Which circles me back around to the conference in Missoula. The event was hosted by a new SBC church plant in town and put together by the Montana Baptist Convention, but this speaker was not an SBC pastor. Rather he is the pastor of a church up the road in Post Falls, ID. I had never heard of him before, but as he started to speak in the first main session, I heard point after point from the sermon I had just preached on that Sunday right down to my own conclusion: we must be about making disciples rather than converts. I got more excited as I listened to his story about how their church had taken this idea and run with it. They have made it their mission as a church to be intentional and focused on making disciples, and they have succeeded. I don’t mean on a numbers level either, even though that church has certainly grown numerically. The exciting thing I heard that week is that they have, at that time, 90 small group leaders (those who oversee the small group ministry that is the engine of their discipleship making ministry) and all but two of those people are people that had been discipled through that very ministry. There have been seven churches planted and nearly all of their pastors and leaders have come up through these same discipleship groups. This is disciples making disciples that are capable of making more disciples. It is what our Master intended the church to be and to do. Some of you already may recognize or know who I am talking about. The speaker at that conference was Jim Putman and the church is Real Life Ministries.

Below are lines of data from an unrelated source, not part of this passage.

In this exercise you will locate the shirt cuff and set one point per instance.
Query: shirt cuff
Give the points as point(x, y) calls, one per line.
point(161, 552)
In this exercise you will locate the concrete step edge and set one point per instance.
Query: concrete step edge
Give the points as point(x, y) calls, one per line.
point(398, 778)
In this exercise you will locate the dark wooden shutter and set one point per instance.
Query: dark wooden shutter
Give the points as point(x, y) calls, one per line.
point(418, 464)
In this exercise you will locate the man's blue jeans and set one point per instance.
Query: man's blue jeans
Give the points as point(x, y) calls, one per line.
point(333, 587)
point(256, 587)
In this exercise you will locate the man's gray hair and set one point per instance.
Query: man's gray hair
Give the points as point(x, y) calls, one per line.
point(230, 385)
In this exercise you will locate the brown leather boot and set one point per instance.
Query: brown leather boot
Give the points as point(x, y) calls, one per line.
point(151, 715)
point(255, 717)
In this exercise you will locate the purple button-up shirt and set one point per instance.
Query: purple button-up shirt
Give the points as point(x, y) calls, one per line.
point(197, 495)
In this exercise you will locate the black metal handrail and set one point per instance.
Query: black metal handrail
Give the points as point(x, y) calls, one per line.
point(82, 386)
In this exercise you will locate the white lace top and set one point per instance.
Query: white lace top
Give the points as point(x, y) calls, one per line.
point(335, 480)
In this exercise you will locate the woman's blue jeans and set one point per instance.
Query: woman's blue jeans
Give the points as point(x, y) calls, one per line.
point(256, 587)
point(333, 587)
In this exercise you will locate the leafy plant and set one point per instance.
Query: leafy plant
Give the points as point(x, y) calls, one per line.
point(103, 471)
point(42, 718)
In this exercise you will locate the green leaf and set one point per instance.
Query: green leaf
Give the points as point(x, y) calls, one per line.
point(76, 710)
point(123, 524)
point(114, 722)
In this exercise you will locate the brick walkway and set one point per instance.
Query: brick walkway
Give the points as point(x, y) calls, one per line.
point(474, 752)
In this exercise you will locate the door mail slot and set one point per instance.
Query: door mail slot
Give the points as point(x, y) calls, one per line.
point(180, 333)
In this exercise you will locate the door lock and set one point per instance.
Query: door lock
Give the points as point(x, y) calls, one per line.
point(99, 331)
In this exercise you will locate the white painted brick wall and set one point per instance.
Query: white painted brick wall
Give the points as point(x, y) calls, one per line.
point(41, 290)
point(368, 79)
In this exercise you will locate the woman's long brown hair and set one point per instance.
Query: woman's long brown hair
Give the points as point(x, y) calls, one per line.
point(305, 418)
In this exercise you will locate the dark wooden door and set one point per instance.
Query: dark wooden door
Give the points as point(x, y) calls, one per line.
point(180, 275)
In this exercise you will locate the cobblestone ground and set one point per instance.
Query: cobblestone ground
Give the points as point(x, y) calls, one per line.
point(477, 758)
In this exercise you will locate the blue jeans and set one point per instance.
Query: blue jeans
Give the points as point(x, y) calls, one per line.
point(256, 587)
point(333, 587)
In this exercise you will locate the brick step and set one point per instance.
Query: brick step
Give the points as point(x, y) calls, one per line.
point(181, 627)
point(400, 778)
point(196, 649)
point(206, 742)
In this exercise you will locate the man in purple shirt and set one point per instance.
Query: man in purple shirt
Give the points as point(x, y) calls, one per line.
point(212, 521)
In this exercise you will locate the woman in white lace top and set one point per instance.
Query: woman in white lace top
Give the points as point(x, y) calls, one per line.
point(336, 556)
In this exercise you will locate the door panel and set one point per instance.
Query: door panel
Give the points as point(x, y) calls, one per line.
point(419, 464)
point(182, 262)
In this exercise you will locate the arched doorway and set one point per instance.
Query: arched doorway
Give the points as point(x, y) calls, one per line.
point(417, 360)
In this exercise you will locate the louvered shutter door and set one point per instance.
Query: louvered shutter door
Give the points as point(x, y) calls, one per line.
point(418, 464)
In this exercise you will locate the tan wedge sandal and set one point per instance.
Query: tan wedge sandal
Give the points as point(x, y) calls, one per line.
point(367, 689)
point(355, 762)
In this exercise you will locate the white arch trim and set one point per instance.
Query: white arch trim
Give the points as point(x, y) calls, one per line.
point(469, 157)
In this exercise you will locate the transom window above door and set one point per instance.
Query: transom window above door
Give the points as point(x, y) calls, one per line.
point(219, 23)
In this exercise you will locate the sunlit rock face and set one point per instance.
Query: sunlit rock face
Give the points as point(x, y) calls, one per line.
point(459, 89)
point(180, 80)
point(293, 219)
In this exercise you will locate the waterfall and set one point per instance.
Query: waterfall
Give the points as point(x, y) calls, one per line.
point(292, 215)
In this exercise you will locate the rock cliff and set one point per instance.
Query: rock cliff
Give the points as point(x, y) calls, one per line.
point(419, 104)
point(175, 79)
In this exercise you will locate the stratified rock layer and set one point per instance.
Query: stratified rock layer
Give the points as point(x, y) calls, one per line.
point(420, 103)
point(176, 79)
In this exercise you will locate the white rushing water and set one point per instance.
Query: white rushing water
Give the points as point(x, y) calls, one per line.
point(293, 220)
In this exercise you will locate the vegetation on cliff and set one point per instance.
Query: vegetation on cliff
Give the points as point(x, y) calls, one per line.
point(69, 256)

I learned something that week. A light bulb might have actually appeared over my head for all I know, but a light certainly came on for me. I learned the key thing that had been right before me for so long regarding why I grew as a disciple at some times and not at other times. I was able to reflect this back through my life and see it play out over and over and over again. I invite you to consider the same thing I learned. Discipleship isn’t about a program we can put together or a class we can take. It isn’t even about going to Bible study or devoting more time to Bible study or prayer or other spiritual disciplines on your own (even though all of those things are good things). Discipleship is about living life like Jesus would live it. More importantly, it is about living that life together in community.
Our church is currently undergoing a slow, gradual transformation with the goal of being more intentional about making disciples through community and relationships in small groups. I know that there are other churches around the country that are doing the same thing, as I met some folks from other SBC churches and entities out in Idaho a few months ago at an Immersion I conference at Real Life Ministries. This is the heart of the Great Commission after all. Make disciples.